Prutis, containing Nintedanib, is an antifibrotic medicine widely prescribed for Idiopathic Pulmonary Fibrosis (IPF), Interstitial Lung Disease (ILD), and Systemic Sclerosis-associated ILD (SSc-ILD). These conditions are characterized by progressive lung fibrosis, leading to breathing difficulties, reduced oxygen levels, and decreased quality of life.

Uses and Benefits
Nintedanib works by slowing the progression of lung fibrosis, helping patients maintain lung function for longer. It is available in 150 mg and 100 mg soft gelatin capsules, making it convenient for daily administration. This medicine is particularly effective in IPF, a chronic and often rapidly progressing condition, and is also used in SSc-ILD to manage fibrosis associated with autoimmune disorders.

Mechanism of Action
Nintedanib functions as a tyrosine kinase inhibitor, targeting growth factors like PDGF, VEGF, and FGF that play a role in the fibrotic process. By inhibiting these pathways, Nintedanib reduces the scarring of lung tissue, slowing the decline in lung function.

Side Effects
While generally well-tolerated, Nintedanib may cause diarrhea, nausea, vomiting, abdominal pain, liver enzyme elevation, and occasionally weight loss. Regular monitoring of liver function tests is recommended during treatment.
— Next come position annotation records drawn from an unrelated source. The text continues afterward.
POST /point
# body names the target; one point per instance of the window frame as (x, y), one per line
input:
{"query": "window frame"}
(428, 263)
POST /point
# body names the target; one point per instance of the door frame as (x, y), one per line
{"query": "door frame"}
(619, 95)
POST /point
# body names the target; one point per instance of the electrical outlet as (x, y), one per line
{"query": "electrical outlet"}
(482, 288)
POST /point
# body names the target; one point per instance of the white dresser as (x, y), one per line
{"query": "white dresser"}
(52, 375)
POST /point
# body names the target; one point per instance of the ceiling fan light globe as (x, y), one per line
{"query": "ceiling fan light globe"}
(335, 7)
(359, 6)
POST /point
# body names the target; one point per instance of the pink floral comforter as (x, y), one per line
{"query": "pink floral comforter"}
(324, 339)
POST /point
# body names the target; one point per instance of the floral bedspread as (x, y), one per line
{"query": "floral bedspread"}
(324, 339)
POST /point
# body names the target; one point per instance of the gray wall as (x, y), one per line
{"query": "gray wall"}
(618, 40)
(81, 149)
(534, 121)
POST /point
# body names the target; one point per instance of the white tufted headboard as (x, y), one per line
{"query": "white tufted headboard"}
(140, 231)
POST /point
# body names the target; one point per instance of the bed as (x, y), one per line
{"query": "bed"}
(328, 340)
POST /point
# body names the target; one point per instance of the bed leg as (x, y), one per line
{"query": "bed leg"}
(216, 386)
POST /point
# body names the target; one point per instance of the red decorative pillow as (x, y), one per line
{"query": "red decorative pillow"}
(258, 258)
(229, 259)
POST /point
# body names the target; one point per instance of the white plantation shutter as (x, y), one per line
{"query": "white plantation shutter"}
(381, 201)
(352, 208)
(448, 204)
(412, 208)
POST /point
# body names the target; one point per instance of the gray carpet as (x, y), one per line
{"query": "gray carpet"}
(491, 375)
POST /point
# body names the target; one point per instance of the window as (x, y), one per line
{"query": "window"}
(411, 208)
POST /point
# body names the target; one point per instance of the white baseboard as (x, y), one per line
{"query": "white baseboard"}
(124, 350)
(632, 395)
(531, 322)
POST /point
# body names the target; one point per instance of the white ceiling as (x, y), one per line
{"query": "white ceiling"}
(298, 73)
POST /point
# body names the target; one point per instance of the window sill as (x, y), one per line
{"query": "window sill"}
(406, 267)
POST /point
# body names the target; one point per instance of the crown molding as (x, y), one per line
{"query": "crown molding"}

Most side effects are manageable with dose adjustments or supportive care.

Conclusion
Prutis (Nintedanib) offers a promising solution for patients with IPF, ILD, and SSc-ILD, helping to slow disease progression and improve quality of life. Early diagnosis and timely treatment are crucial for optimal results. Patients should consult their healthcare provider to determine the appropriate dosage and monitor side effects closely.